Hi guys, I have a ford 3000, I have it almost running. My farmer neighbours tell me the problem is the carb. I am trying to figure out the serial/model numbers. I have followed the "oaktree" guide but only have 2 numbers on the flywheel housing. There is no plate under the hood. Here are the stamped numbers.

Top # 31023 C

Bottom # C1C (or maybe O) 9934G9

The second # is overstamped the third # so it's kind of difficult to see if it is a C or a 0.

My Carb is a Holley Carb. There is 2 numbers stamped on it.

C5NE 9510G
LIST 2928-2

The tractor is a 3 cyl. Gas.

Thanks for any info you guys can give me.


----------



## Live Oak (Dec 22, 2003)

Could that carb. part number possibly be 2923-2?

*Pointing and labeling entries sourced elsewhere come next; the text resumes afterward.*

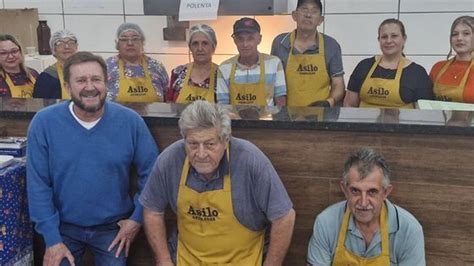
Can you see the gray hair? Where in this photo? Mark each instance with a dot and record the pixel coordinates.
(204, 29)
(61, 34)
(13, 39)
(365, 160)
(129, 26)
(204, 115)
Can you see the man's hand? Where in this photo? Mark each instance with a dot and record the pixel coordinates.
(56, 253)
(128, 231)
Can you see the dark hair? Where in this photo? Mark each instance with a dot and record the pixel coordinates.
(365, 160)
(83, 57)
(8, 37)
(466, 20)
(317, 2)
(393, 21)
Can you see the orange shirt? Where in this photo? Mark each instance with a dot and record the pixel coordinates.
(454, 75)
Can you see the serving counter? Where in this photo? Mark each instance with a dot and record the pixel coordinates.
(431, 154)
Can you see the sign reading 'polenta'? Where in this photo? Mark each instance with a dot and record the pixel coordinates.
(198, 10)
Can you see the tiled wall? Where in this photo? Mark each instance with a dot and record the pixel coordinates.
(352, 22)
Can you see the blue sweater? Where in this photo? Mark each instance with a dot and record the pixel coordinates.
(81, 176)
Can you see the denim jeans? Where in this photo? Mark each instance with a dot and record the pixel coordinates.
(96, 238)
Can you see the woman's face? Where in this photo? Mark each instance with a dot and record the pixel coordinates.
(130, 44)
(391, 40)
(64, 48)
(201, 48)
(462, 39)
(10, 56)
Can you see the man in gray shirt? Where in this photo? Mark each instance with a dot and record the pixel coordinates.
(312, 60)
(224, 191)
(366, 229)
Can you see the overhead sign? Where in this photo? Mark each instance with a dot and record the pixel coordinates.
(198, 10)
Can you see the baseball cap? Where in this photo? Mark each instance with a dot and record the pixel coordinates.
(246, 25)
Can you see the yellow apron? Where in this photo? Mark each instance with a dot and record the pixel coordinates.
(451, 93)
(248, 93)
(344, 257)
(64, 92)
(21, 91)
(307, 78)
(380, 92)
(208, 231)
(190, 93)
(136, 89)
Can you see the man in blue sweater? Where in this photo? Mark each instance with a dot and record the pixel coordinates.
(80, 153)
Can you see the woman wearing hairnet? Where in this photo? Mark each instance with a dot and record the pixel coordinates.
(133, 76)
(196, 80)
(50, 83)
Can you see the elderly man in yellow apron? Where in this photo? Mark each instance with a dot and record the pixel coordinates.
(366, 229)
(225, 194)
(312, 60)
(250, 78)
(133, 76)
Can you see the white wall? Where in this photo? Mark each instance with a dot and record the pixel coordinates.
(352, 22)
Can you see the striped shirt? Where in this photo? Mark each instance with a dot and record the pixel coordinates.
(275, 84)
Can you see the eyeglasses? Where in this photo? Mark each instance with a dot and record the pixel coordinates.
(13, 52)
(313, 12)
(69, 43)
(134, 40)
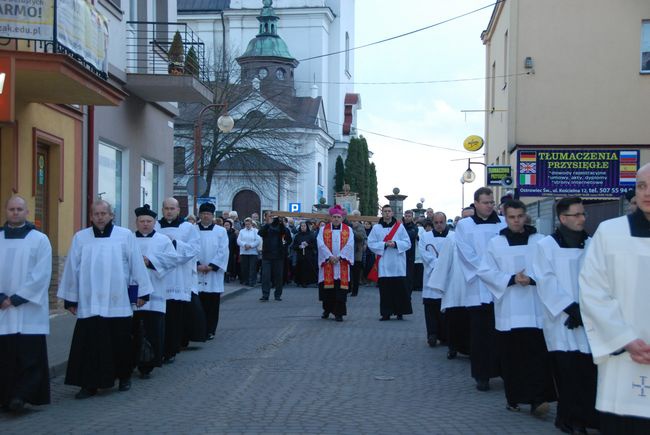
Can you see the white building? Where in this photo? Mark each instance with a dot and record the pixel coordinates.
(310, 28)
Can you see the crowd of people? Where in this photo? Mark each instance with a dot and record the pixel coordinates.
(558, 317)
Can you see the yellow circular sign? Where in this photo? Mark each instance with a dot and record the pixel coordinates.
(473, 143)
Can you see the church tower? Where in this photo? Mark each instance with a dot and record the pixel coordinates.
(267, 56)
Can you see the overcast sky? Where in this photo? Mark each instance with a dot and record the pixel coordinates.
(427, 113)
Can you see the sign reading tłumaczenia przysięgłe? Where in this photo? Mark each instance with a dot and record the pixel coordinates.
(561, 172)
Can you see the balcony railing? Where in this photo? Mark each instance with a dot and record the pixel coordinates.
(150, 51)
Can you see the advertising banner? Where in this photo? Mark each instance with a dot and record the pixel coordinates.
(586, 173)
(27, 19)
(496, 173)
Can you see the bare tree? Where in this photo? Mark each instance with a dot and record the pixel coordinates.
(264, 140)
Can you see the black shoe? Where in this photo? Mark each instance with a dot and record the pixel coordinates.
(125, 385)
(85, 393)
(16, 404)
(483, 385)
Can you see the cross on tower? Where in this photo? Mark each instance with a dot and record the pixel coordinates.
(642, 386)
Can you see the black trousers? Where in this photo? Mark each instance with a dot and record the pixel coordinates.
(576, 377)
(24, 370)
(525, 366)
(484, 356)
(211, 303)
(334, 299)
(394, 298)
(248, 268)
(101, 351)
(432, 316)
(152, 323)
(272, 272)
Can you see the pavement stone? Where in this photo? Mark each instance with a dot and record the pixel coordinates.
(278, 368)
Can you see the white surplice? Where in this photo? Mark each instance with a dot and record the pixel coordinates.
(429, 248)
(614, 302)
(471, 242)
(346, 252)
(515, 306)
(214, 250)
(25, 270)
(98, 271)
(556, 270)
(160, 252)
(393, 260)
(181, 281)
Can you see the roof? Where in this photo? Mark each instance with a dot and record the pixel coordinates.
(252, 160)
(195, 6)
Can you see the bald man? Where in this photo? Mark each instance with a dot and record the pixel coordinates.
(614, 300)
(25, 272)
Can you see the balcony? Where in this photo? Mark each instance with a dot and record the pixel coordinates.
(162, 69)
(64, 64)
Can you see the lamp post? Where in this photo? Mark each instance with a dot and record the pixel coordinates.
(225, 123)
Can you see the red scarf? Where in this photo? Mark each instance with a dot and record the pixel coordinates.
(328, 268)
(373, 275)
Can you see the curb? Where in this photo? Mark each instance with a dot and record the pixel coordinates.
(60, 368)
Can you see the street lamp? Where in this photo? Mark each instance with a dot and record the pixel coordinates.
(225, 123)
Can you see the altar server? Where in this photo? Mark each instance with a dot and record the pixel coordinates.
(181, 281)
(159, 257)
(558, 261)
(335, 255)
(614, 301)
(507, 271)
(211, 266)
(102, 262)
(25, 272)
(389, 241)
(472, 236)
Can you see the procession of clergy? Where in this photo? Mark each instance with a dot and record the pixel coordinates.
(559, 317)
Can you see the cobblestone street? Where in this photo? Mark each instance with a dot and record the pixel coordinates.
(277, 367)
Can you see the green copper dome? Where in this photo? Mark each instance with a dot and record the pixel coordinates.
(267, 43)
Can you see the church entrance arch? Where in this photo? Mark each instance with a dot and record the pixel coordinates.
(245, 203)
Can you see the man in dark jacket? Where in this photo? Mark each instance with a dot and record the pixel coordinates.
(275, 236)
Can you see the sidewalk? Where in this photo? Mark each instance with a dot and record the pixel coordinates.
(62, 327)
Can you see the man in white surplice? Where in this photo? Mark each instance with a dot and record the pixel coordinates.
(103, 261)
(159, 257)
(181, 281)
(614, 302)
(335, 255)
(472, 236)
(390, 249)
(557, 264)
(211, 266)
(25, 272)
(507, 271)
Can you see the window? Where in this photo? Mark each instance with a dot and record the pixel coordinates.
(645, 46)
(109, 178)
(149, 183)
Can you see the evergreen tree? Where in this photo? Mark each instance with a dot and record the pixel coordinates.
(339, 174)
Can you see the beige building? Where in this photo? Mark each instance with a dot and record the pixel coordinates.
(571, 76)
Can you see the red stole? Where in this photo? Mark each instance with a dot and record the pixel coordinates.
(328, 268)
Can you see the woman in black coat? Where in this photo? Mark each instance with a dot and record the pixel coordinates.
(304, 243)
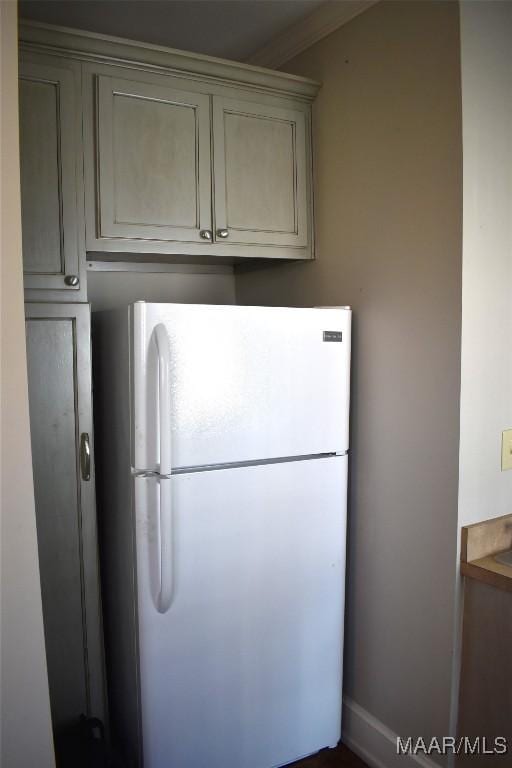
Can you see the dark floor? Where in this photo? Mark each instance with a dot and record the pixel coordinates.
(341, 757)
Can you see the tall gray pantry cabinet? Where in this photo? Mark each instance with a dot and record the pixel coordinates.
(137, 153)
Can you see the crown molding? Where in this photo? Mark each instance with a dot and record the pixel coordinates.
(91, 46)
(324, 20)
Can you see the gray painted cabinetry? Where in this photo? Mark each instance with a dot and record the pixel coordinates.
(183, 156)
(51, 178)
(59, 378)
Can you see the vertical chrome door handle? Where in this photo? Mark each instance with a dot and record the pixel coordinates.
(85, 456)
(165, 512)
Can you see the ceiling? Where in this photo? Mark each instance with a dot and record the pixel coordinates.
(232, 29)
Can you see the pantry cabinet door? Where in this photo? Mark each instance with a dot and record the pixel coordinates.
(261, 174)
(154, 176)
(59, 385)
(51, 180)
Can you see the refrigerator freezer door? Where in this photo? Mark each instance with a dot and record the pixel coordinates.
(244, 669)
(247, 383)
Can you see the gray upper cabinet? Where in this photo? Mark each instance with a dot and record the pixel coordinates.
(51, 178)
(183, 155)
(153, 162)
(260, 173)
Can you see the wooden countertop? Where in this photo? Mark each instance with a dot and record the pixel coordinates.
(480, 543)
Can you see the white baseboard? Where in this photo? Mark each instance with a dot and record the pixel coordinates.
(374, 742)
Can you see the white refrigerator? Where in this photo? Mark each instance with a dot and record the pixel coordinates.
(222, 437)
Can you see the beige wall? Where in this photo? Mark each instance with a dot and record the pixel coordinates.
(26, 739)
(486, 398)
(388, 195)
(486, 395)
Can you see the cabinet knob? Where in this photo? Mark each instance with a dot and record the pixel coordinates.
(85, 456)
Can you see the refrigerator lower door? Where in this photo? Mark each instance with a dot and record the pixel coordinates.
(244, 669)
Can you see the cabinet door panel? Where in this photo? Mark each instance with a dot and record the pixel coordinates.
(260, 159)
(49, 156)
(58, 355)
(154, 161)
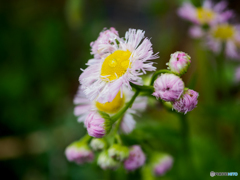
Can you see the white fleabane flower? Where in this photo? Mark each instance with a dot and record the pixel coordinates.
(117, 62)
(84, 107)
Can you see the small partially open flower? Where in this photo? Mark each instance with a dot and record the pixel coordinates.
(136, 158)
(187, 102)
(168, 87)
(106, 37)
(97, 124)
(106, 162)
(98, 144)
(118, 152)
(163, 165)
(179, 62)
(79, 153)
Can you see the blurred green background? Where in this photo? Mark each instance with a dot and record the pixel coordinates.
(43, 45)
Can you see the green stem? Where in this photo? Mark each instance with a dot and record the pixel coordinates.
(184, 129)
(122, 111)
(220, 68)
(155, 75)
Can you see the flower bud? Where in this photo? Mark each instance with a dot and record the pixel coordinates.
(168, 87)
(164, 164)
(98, 144)
(79, 152)
(179, 63)
(106, 162)
(187, 102)
(98, 124)
(118, 152)
(135, 159)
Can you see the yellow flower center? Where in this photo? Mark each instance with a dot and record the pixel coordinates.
(112, 107)
(115, 65)
(205, 15)
(223, 32)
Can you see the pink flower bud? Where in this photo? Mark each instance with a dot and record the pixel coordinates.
(97, 125)
(136, 158)
(164, 164)
(187, 102)
(179, 62)
(168, 87)
(103, 43)
(79, 153)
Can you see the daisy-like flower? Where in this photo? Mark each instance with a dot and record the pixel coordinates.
(187, 102)
(209, 13)
(227, 34)
(116, 63)
(84, 107)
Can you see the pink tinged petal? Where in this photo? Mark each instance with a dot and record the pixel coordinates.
(128, 123)
(168, 87)
(136, 158)
(79, 155)
(196, 32)
(237, 75)
(187, 102)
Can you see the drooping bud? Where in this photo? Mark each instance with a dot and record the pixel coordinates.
(168, 87)
(106, 162)
(118, 152)
(79, 152)
(135, 159)
(164, 163)
(98, 124)
(187, 102)
(98, 144)
(179, 62)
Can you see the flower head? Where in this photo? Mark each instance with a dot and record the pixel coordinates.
(163, 165)
(106, 162)
(123, 61)
(84, 107)
(98, 144)
(179, 62)
(118, 152)
(208, 13)
(98, 124)
(79, 153)
(187, 102)
(136, 158)
(168, 87)
(106, 37)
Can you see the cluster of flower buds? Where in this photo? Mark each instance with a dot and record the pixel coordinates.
(111, 93)
(170, 87)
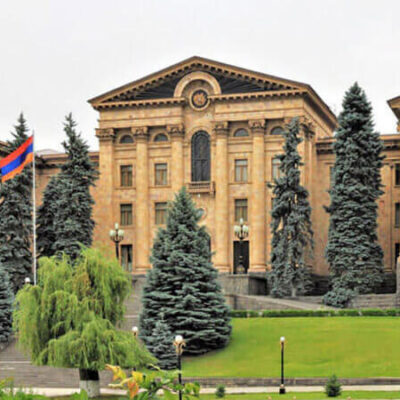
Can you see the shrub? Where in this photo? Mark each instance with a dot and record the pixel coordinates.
(220, 392)
(333, 387)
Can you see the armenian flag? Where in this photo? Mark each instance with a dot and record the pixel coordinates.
(15, 162)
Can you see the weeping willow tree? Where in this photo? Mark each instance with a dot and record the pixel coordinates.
(70, 318)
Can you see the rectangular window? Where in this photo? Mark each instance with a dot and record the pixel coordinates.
(126, 257)
(161, 213)
(397, 174)
(240, 209)
(126, 175)
(160, 173)
(276, 172)
(240, 170)
(126, 214)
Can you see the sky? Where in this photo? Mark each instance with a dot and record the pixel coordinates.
(57, 54)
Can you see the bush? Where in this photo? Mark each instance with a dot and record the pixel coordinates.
(333, 387)
(220, 392)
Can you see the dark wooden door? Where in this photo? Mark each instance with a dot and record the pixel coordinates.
(201, 157)
(236, 255)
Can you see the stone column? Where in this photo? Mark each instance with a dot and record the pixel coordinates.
(221, 198)
(103, 212)
(176, 133)
(142, 223)
(257, 200)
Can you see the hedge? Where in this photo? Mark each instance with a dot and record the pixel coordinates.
(368, 312)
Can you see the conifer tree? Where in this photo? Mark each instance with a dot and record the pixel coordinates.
(46, 215)
(161, 345)
(291, 222)
(6, 302)
(182, 285)
(354, 255)
(73, 223)
(16, 217)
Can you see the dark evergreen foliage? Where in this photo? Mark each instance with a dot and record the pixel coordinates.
(16, 217)
(73, 223)
(46, 214)
(162, 347)
(291, 222)
(182, 285)
(354, 255)
(6, 302)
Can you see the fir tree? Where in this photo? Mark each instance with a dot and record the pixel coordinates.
(70, 318)
(291, 222)
(46, 214)
(354, 255)
(182, 285)
(6, 302)
(16, 217)
(161, 345)
(73, 223)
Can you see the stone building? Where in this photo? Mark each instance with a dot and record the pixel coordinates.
(216, 128)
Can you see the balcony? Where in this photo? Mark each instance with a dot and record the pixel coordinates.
(201, 188)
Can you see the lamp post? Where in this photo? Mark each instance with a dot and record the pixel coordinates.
(179, 344)
(116, 235)
(282, 389)
(135, 331)
(241, 232)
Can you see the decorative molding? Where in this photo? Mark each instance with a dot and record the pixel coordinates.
(221, 128)
(140, 133)
(105, 134)
(257, 126)
(176, 131)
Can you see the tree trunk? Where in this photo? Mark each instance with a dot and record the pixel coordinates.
(90, 382)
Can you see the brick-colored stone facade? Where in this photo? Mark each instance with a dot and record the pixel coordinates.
(203, 95)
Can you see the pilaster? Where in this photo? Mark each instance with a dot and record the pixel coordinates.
(142, 223)
(221, 197)
(257, 201)
(102, 213)
(176, 133)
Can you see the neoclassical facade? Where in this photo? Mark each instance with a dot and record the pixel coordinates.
(217, 129)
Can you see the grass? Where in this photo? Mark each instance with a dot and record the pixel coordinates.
(315, 347)
(308, 396)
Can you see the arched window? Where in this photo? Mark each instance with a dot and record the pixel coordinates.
(201, 157)
(278, 130)
(161, 137)
(126, 139)
(241, 133)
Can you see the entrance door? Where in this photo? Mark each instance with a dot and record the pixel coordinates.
(236, 255)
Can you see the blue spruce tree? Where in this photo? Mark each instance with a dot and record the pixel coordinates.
(182, 285)
(73, 223)
(16, 217)
(354, 255)
(292, 235)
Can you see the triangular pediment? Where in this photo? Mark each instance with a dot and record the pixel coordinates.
(230, 78)
(160, 86)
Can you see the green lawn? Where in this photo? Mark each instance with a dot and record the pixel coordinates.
(347, 346)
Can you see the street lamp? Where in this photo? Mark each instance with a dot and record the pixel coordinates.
(116, 235)
(135, 331)
(282, 389)
(241, 232)
(179, 344)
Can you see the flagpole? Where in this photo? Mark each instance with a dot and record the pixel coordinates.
(34, 208)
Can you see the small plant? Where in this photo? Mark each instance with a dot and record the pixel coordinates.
(220, 392)
(333, 387)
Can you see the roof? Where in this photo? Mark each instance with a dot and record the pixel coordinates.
(252, 80)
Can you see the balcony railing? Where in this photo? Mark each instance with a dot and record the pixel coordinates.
(201, 187)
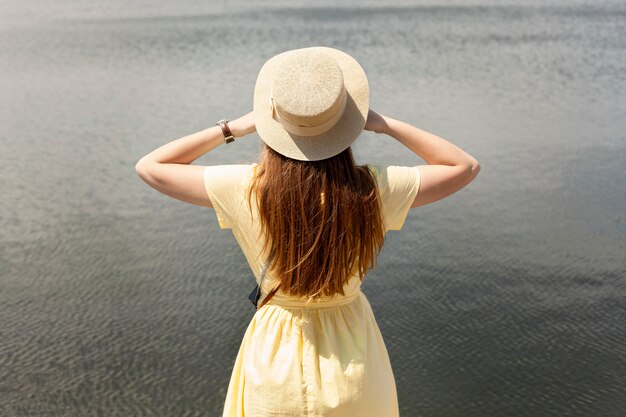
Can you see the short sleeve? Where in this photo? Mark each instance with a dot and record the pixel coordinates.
(226, 190)
(398, 187)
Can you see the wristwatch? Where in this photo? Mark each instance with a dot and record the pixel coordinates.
(228, 135)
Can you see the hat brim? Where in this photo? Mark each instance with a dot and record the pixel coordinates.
(333, 141)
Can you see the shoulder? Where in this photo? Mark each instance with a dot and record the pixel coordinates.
(230, 173)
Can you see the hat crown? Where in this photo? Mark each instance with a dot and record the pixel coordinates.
(308, 91)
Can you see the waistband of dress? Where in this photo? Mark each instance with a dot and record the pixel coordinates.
(290, 302)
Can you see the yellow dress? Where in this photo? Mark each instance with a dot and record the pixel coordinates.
(327, 359)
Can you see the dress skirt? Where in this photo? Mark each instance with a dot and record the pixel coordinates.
(323, 360)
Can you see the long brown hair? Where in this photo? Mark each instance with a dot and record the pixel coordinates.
(320, 220)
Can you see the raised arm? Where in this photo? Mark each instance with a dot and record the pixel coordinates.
(449, 167)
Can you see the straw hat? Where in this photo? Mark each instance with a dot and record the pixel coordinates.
(311, 103)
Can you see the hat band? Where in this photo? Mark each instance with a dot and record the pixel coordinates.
(309, 130)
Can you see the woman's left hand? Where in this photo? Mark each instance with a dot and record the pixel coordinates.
(243, 125)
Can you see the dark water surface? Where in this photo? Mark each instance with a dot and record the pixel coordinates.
(506, 299)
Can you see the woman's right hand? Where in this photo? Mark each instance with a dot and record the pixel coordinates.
(376, 122)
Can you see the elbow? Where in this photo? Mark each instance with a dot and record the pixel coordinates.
(472, 168)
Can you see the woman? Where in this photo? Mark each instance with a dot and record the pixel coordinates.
(313, 347)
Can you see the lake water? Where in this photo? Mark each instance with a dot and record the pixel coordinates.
(506, 299)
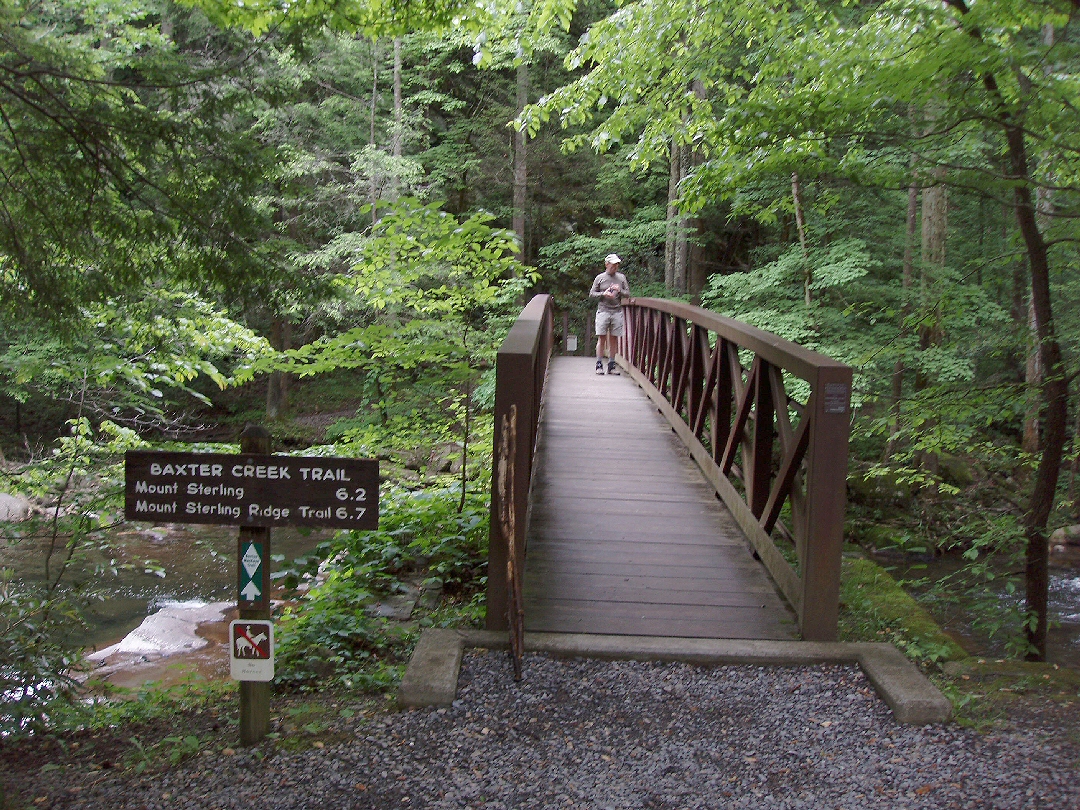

http://www.ytmag.com/cgi-bin/store/...&md=3000&cat=Fuel System / Air Intake&r=mcats


----------



## deckchick (Aug 12, 2006)

Possibly!

I will order the basic kit and cross my fingers, thanks.


----------



## Live Oak (Dec 22, 2003)

Welcome! Don't be a stranger and Y'all come back and tell us how things go.


----------



## david686 (Feb 10, 2009)

*New carburetor*

Don't waste time or money rebuilding a Ford 3000 gas, Holley Carb. I did and was sorry. I worked for 5 years trying to get the tractor to run right, no luck. Just bite the bullet and buy the $268 Zenith 13914 Carburetor, I did and the old tractor has been running like a dream. A lot of money, but I love to go out and just listen to how she runs now.


----------



## deckchick (Aug 12, 2006)

Holy frustration Batman! But I got it running finally!

Now I'm changing the hydraulic oil, I can't really find out where the main resivoir is. I did drain the arm of the bucket though. The NH dealer said I needed 24 liters but only 1 or 2 drained out of there. Any help on where the main drain plugs are?


----------